Ebenso enttäuschend das serienmäßige CD-Radio: Die Empfangsqualität passt aber vier mickrige und hoffnungslos überforderte Lautsprecher schaffen es nicht, einen halbwegs angenehmen Klang zu produzieren. Bässe werden quasi gar nicht wiedergegeben und man reduziert den Radiiogenuss auf die Nachrichten. CD´s braucht man bei der Serienanlage erst gar nicht mit ins Auto nehmen...
Was dem Ganzen aber die Krone aufsetzt, ist die Materialgüte und Verarbeitung im Innenraum. Hartes, schlecht entgratetes und unsauber eingepasstes Plastik wohin das Auge blickt. Hier hört und fühlt sich alles unterhalb der quer verlaufenden, silbrig lackierten Plastikblende hohl und billigst an. Einschließlich der Türtafeln und des freistehenden Displays. Das sieht zwar nett aus, wirkt aber äußerst fragil und knarzt bei der zartesten Berührung munter vor sich hin.
Über die Langzeitqualität der Materialien im Innenraum möchte ich mir kein Urteil erlauben. Aber ich kann mir in etwa vorstellen, welches Knister- und Klapperkonzert man sich anhören muss, wenn man seinen 3er auf harte 18 oder gar 19" Runflat Bereifung stellt und diese den Innenraum in Zusammenarbeit mit der straffen Federung über 1-2 Jahre weichgeklopft haben. Auch eine Form der Unterhaltung - siehe Kapitel Radio.
Nachtfahrten sind mit den Serien-Scheinwerfern ebenfalls kein Vergnügen. Fleckige Ausleuchtung, kaum Reichweite, nur ein heller Klecks direkt vor dem Fahrzeug... Xenon ist daher ein absolutes Muss.
In jedem Fall wird auch beim 3er klar, warum BMW der Presse für Vergleichstests immer voll ausgestattete Fahrzeuge liefert. Mir ist jedenfalls lange kein Artikel mehr in den einschlägigen Publikationen begegnet, bei dem ein BMW mit Seriensitzen und karger Basisausstattung angetreten wäre.

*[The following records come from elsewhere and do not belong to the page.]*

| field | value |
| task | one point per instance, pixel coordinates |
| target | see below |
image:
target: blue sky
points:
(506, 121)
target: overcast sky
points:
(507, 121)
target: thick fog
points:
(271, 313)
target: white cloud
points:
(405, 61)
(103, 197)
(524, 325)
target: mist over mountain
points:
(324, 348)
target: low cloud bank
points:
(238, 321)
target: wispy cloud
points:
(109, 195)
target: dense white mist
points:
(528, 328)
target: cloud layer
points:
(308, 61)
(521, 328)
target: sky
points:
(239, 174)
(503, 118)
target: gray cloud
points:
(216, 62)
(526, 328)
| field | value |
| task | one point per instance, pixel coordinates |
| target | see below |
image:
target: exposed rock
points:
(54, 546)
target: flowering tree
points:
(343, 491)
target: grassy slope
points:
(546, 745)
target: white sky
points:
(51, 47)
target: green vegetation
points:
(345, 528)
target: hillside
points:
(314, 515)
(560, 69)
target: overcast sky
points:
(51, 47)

Keine Frage: Wer seinen 3er mit Optionssitzen, HiFi-System, Holz oder Alu und Leder aufwertet, kann sich einen ansehnlichen Innenraum zaubern - kommt dann aber selbst für den Basisdiesel kaum unter € 36.000 weg und muss trotzdem mit einer Mittelkonsole und Türtafeln aus Hartplastik leben. Addieren sich dann noch Xenon und Automatik dazu, nähert man sich auch ganz schnell Bereichen, die mit "Mittelklasse" nichts mehr zu tun haben.

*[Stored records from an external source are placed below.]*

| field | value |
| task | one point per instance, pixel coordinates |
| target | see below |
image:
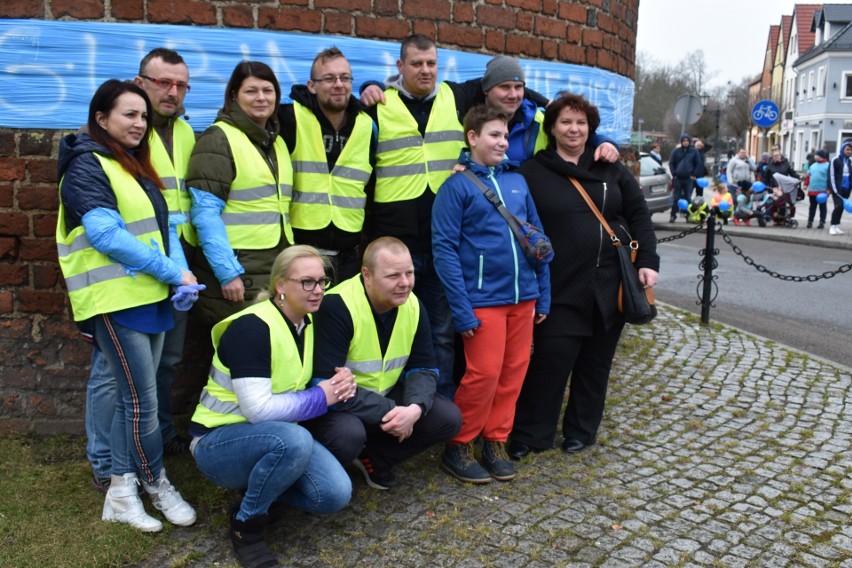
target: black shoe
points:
(376, 476)
(101, 483)
(519, 450)
(249, 543)
(460, 462)
(496, 461)
(572, 445)
(177, 446)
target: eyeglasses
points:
(166, 84)
(309, 284)
(332, 79)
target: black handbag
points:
(532, 240)
(635, 302)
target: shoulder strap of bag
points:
(634, 245)
(492, 197)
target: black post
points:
(706, 297)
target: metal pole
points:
(706, 296)
(716, 159)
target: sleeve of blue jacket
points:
(542, 271)
(108, 235)
(447, 213)
(206, 215)
(175, 248)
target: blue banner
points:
(50, 69)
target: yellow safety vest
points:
(218, 404)
(406, 162)
(371, 370)
(541, 137)
(97, 285)
(172, 172)
(258, 204)
(320, 197)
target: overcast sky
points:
(732, 33)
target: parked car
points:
(656, 184)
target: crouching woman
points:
(244, 431)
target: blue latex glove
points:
(186, 295)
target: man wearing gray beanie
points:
(503, 85)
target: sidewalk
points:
(718, 448)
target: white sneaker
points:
(123, 505)
(166, 498)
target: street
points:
(815, 317)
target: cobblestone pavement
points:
(717, 449)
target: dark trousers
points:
(346, 436)
(587, 360)
(823, 208)
(837, 213)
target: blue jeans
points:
(428, 287)
(273, 461)
(133, 356)
(100, 396)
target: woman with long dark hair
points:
(119, 256)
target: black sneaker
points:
(177, 446)
(375, 476)
(101, 483)
(496, 461)
(460, 462)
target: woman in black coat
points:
(579, 337)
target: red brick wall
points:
(43, 363)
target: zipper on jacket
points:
(511, 235)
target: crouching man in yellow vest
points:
(373, 325)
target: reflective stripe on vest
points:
(173, 173)
(258, 204)
(218, 404)
(96, 284)
(371, 370)
(320, 197)
(407, 163)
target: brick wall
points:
(43, 363)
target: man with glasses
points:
(373, 325)
(164, 77)
(332, 144)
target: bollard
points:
(707, 264)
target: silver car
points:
(656, 184)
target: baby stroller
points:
(782, 211)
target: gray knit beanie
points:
(501, 68)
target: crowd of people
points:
(337, 248)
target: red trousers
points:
(497, 357)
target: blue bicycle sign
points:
(764, 113)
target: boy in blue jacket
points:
(495, 294)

Wer es bei der Serienausstattung belassen möchte oder das aus finanziellen Gründen muss, sollte sich definitiv woanders umsehen. Denn das, was BMW hier auf die Räder stellt, hat mit Premium nicht einmal in Ansätzen etwas zu tun. Das ist schlichtweg eine unschöne Art der Renditeoptimierung und ich frage mich ernsthaft, wie es BMW dennoch gelingt, die Fahrzeuge in dieser Form unter die Leute zu bringen.